Vince Camden and I had our political awakenings at the same time: Autumn, 1980. Jimmy and Ronny, the embassy hostages, Afghanistan, Iran—Iraq War, Abscam, inflation. Not too mention John Lennon, Mt. St. Helen’s, Rubik’s cube, the Moscow Olympics, Bjorg and McEnroe, Sony Walkman. Bruce, Billy, Pat, Blondie, The Police, Dire Straits, ska, New Wave. Come to think of it: 1980? Monumental.
The thing about my intellectual awakening vs. Vince Camden’s: I turned 11 a couple of months before the Gipper was elected. Vince? Vince is in his 30s. I was navigating long division. Vince, the federal witness protection program.
I cried the night of my oldest brother’s high school graduation in June, 1980. Here I was, 10 going on 11, and I had no idea what I was going to do with my life. Vince Camden doesn’t strike me as the crying type, but I bet he fretted too, when he left behind his life as Marty Hagen--a two-bit hustler in New York City-- to become Vince Camden in Spokane. Spokane! About as far as you can get from New York City without entering Canadian airspace, geographically and culturally.
But unlike my 10-year-old self who had to make her own way, the Feds not only gave Vince a new home and identity, they subsidized his job training. Vince did something that I once considered and probably should have followed through with, given my current zero-earning state: he completed a baking and pastry program at the community college. Now Vince bakes crullers, fritters, cinnamon rolls, maple bars, and jelly-filled delights at Donut Make You Hungry. He’s also running a credit card scam with his mailman and Lenny, a local pawn shop owner. You can take the boy out of a life of crime, but can you take the criminal out of the boy?

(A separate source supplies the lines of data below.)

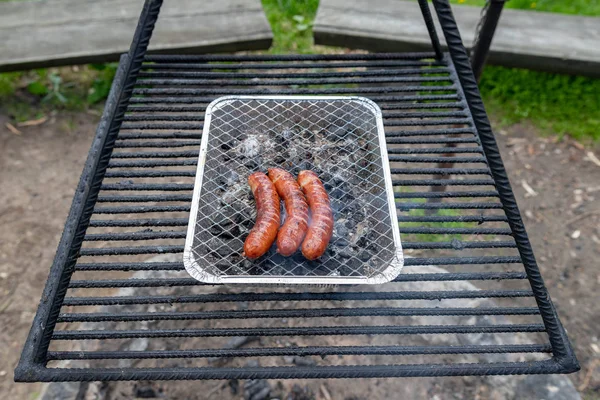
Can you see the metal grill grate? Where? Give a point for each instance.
(470, 300)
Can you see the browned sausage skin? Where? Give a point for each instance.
(320, 229)
(294, 228)
(268, 218)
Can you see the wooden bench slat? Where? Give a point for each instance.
(62, 32)
(526, 39)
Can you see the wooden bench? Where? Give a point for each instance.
(526, 39)
(62, 32)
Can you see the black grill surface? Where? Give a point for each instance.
(470, 300)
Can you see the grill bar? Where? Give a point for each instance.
(305, 331)
(301, 352)
(329, 296)
(297, 313)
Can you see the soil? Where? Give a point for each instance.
(557, 187)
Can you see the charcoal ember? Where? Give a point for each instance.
(337, 133)
(346, 252)
(360, 234)
(308, 135)
(227, 177)
(351, 224)
(288, 134)
(253, 163)
(365, 255)
(220, 247)
(228, 145)
(250, 147)
(224, 223)
(340, 229)
(354, 178)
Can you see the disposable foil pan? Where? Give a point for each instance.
(339, 138)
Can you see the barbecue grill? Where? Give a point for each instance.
(133, 201)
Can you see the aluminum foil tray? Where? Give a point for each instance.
(342, 140)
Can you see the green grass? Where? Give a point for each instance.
(291, 21)
(556, 104)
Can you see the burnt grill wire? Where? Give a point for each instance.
(427, 317)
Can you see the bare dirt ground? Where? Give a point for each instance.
(556, 183)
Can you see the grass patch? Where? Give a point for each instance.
(556, 104)
(291, 22)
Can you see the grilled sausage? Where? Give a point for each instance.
(320, 229)
(294, 228)
(264, 232)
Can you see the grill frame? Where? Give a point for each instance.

While Vince is awakening to the future—the book is staged during the week leading up to the 1980 election—his past is catching up to him. The appearance of Ray Sticks, a Philly hitman moonlighting for the New York mob, sends Vince scurrying back to New York to make amends to the guy he stiffed (that guy being John Gotti—oops) See, Vince realizes he really likes his new life. He’s getting into this being a part of a community thing. There’s a sweet prostitute who could use his help raising her son, there’s a local politician and Vietnam vet who could use Vince’s savvy with Spokane’s underground to win new voters. And who woulda thunk it, but Vince is a great baker. He’s got dreams about opening a restaurant, owning a home, having a wife and kid…
It’s just that Vince’s got a hit on him. Complicates his future prospects. Or rather, his prospect for a future. And then there’s the matter of which yahoo to vote for, come Tuesday.
A little bit Elmore Leonard, a little bit Philip Roth, a little bit Nick Hornby, but completely, wonderfully Jess Walter. As dark as he can wring it, Walter just can’t hide a big heart (maybe a little Frank Capra, too?). It’s impossible not to cheer for Vince, even when he’s stealing your credit cards.
But you know what really makes Vince want to follow the straight and narrow? He receives his very first voter registration card. And on his way to face the music, Vince insists that he be allowed to vote. Which he does. But for whom? Carter? Reagan? Anderson? Hmmm...I’m not telling.
This is some of America’s best contemporary storytelling. Read it and weep. Giggle a little, too. Oh, and don't forget to vote.
There is what you believe and there is what you want and these things are fine. But they’re just ideas, in the end. History, like any single life, is made up of actions. At some point, the thinking and believing and deciding fall away and all that’s left is the doing.